Mais comment, en un feuillet, expliquer
Fructidor ?
Et puis les mots du passé ne peuvent éclairer
l’avenir que ,si ,aujourd’hui on résiste et on invente. Résister, inventer :
voilà enfin trouvé un titre pour le papier qu’on attend de moi, qui pourrait
donner quelque chose comme ça :
Résister, inventer
En cette rentrée, l’avenir est incertain. Le rapport
des forces semble en faveur de ceux qui veulent que rien ne change, sinon en
pire. Selon nos « gouvernants », il n’y aurait pas d’alternative
possible à gauche. Entre la droite « décomplexée » et
son extrême, entre ceux qui, à la tête de l’Etat, trahissent les valeurs de la
gauche, et la droite, leurs mots et leurs actes, au fond, se ressemblent. Rien
à attendre alors de 2017, sinon reconduire les mêmes, ou encore une alternance,
entre ceux qui sont au pouvoir, et ceux qui veulent prendre - ou reprendre –
leur(s) place(s) ?
Libérer la parole et le
pouvoir d’agir, c’est urgent. Nous vivons un temps
déraisonnable où le nouveau tardant à naître, surgissent des monstres. Nous
vivons une période de crise, du local au mondial, où les choses ne peuvent plus
rester ce qu’elles sont, ni redevenir ce qu’elles étaient. Au-delà de telles
formules, au-delà des slogans, pour que les leçons du passé éclairent les
questions d’avenir, il faut résister et inventer.

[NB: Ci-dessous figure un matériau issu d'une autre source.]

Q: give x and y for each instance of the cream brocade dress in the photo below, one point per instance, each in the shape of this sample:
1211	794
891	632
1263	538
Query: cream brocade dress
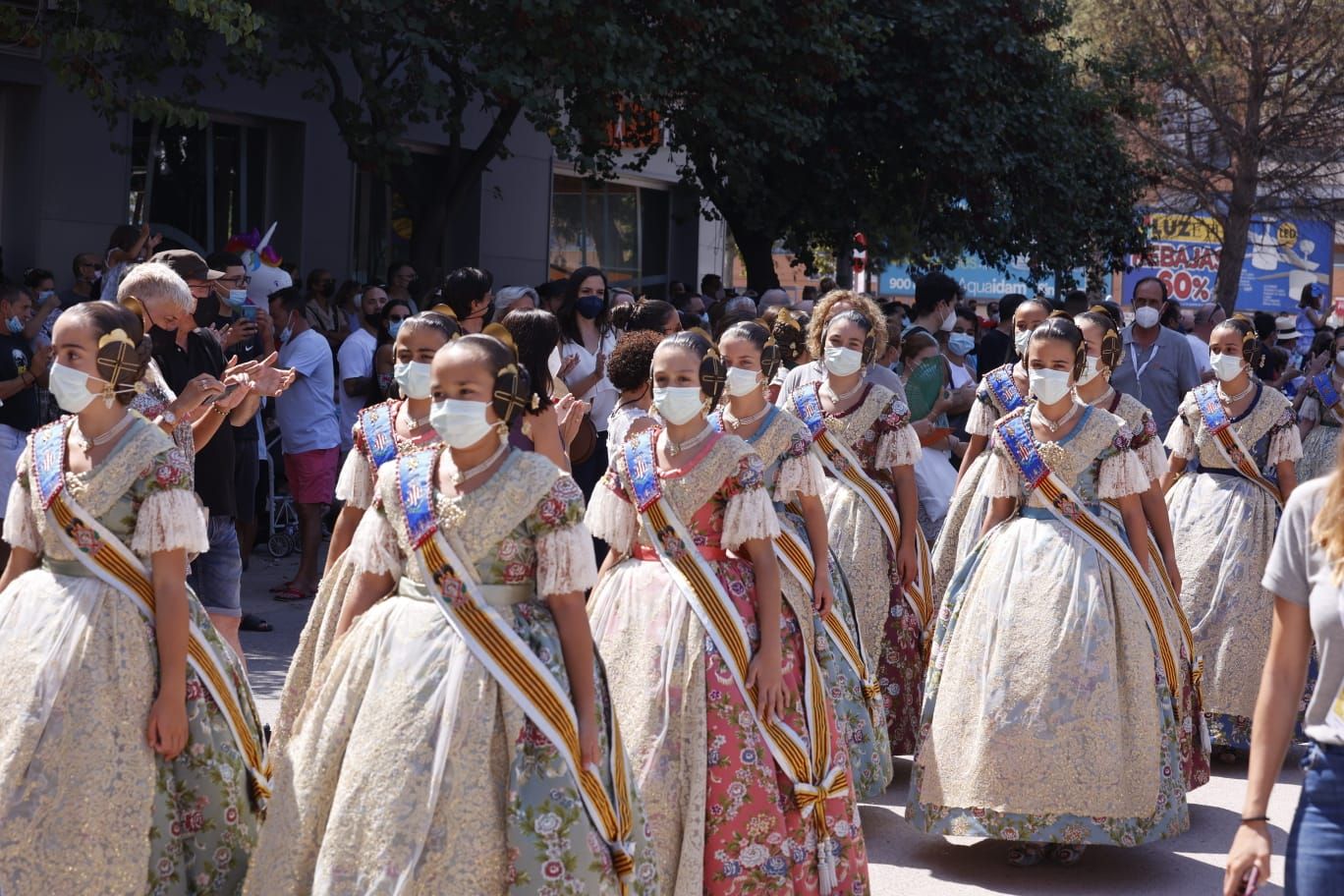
84	805
1048	716
1223	527
409	768
354	486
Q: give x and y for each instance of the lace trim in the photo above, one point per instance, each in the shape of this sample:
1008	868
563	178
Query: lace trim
749	515
171	520
565	562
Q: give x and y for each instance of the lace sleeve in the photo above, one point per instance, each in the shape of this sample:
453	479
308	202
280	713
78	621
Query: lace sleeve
749	512
1285	439
355	485
610	516
373	548
21	527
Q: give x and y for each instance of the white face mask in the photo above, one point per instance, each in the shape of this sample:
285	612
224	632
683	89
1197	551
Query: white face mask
1091	373
460	423
1048	386
70	387
1226	366
678	405
1020	340
742	382
1147	317
843	362
415	379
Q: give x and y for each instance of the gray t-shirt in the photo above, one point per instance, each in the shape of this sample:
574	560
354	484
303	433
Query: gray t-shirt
1299	571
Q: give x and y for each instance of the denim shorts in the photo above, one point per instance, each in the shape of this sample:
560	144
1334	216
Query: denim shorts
1316	844
216	575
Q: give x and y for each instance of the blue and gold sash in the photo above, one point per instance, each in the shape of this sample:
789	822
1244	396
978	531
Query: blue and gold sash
99	551
1229	443
379	432
811	771
511	662
1074	513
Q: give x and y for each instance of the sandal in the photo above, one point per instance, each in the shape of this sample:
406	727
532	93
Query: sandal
291	594
1026	855
1067	855
252	622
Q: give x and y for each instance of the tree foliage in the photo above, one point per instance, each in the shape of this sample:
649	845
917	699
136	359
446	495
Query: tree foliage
1248	106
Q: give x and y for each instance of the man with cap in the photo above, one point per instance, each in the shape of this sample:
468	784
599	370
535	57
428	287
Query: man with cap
182	355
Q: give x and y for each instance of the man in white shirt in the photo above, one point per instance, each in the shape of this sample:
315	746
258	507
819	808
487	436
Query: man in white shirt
308	428
355	362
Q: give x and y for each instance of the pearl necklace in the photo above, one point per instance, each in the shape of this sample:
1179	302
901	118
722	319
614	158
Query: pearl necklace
461	476
676	448
735	423
98	441
1233	399
837	399
1054	424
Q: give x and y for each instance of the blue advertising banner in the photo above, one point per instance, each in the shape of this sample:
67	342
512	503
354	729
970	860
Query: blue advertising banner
976	278
1281	258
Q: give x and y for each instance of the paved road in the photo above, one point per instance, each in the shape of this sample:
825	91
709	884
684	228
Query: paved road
902	862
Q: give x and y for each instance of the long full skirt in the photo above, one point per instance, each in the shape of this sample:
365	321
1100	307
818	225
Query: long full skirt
84	805
410	771
722	812
1048	716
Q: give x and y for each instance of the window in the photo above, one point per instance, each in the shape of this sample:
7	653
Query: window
199	186
621	229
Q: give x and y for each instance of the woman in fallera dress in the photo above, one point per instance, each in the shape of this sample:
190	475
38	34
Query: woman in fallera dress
460	738
811	582
131	754
382	432
1001	390
1101	335
863	438
737	757
1233	448
1050	719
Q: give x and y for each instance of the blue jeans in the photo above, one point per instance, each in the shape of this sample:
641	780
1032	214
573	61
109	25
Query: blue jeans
216	575
1316	844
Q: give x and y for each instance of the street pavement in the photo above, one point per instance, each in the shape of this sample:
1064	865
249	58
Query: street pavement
903	862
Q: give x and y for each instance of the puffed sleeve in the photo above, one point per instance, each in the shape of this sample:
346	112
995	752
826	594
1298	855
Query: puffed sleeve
1180	438
982	414
1285	439
1000	478
171	516
800	472
898	443
1149	449
565	559
21	527
355	485
1121	473
610	516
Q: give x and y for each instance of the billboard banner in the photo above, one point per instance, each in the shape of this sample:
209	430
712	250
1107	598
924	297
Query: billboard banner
1281	258
976	278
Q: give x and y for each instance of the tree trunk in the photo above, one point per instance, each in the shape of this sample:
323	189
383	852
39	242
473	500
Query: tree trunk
1241	205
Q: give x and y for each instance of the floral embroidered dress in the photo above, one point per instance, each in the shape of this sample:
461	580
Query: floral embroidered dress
970	503
84	805
1147	443
877	431
354	486
409	768
1223	527
1320	448
1047	715
792	471
722	812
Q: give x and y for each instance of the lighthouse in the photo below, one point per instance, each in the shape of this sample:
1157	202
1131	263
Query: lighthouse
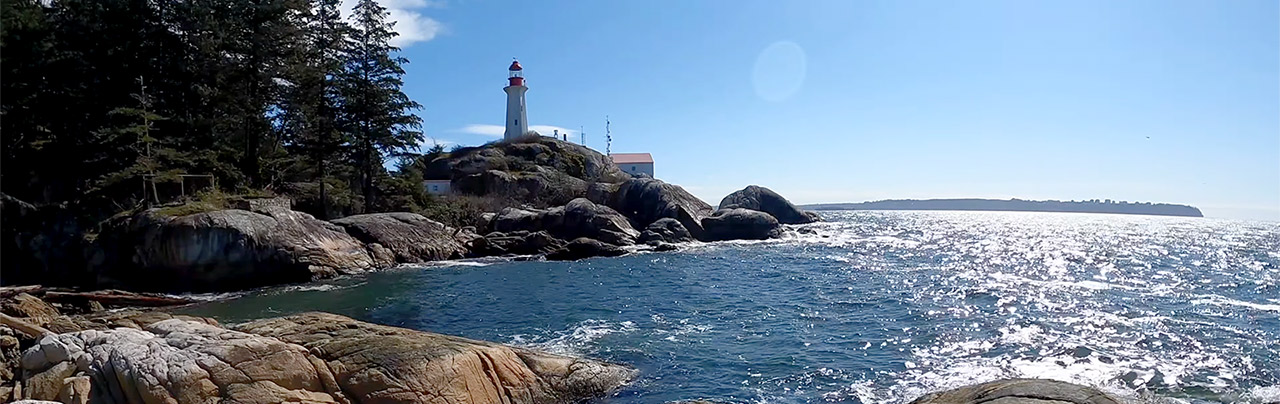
517	123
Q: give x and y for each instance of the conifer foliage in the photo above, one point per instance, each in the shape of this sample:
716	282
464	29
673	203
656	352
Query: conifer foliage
105	104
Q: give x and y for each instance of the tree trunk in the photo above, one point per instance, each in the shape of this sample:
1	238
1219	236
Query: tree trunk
324	197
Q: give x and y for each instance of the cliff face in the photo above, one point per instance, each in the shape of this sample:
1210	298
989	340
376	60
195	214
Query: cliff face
223	251
302	358
538	170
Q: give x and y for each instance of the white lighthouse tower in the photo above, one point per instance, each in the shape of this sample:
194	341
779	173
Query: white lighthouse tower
517	122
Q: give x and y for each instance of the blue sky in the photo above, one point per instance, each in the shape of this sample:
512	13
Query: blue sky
846	101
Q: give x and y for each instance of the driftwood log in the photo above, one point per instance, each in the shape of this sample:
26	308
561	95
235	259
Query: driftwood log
114	298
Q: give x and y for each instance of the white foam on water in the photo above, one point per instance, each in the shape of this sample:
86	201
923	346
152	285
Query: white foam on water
1264	394
1212	299
579	339
209	297
457	262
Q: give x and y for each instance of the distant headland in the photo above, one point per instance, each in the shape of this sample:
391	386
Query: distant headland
1095	206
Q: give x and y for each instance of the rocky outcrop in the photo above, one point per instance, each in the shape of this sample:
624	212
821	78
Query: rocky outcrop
666	230
585	248
41	244
376	363
177	361
759	198
540	170
304	358
579	217
410	237
521	243
740	224
28	307
223	251
526	155
1019	391
645	200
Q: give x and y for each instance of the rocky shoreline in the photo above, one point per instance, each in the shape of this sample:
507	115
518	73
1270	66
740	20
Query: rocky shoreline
150	356
97	347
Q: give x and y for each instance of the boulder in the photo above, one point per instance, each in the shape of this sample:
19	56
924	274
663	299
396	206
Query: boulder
536	170
41	244
224	249
515	219
177	361
666	230
740	224
1019	391
524	243
585	248
376	363
528	154
28	306
579	217
645	200
410	237
759	198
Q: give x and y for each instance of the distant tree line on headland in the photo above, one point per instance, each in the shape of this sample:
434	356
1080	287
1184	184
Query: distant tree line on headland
1092	206
108	105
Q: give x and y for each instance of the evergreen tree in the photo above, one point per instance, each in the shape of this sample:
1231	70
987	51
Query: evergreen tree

La montée du mouvement
social, des luttes de classes – inséparables des luttes pour l’égalité, les
libertés et les droits des personnes humaines, sans racisme, sans
discrimination – le printemps des Nuits debout, montrent que nombreux - et
divers – sont celles et ceux qui sont disponibles pour bousculer l’oligarchie
et ses institutions, pour raviver la démocratie.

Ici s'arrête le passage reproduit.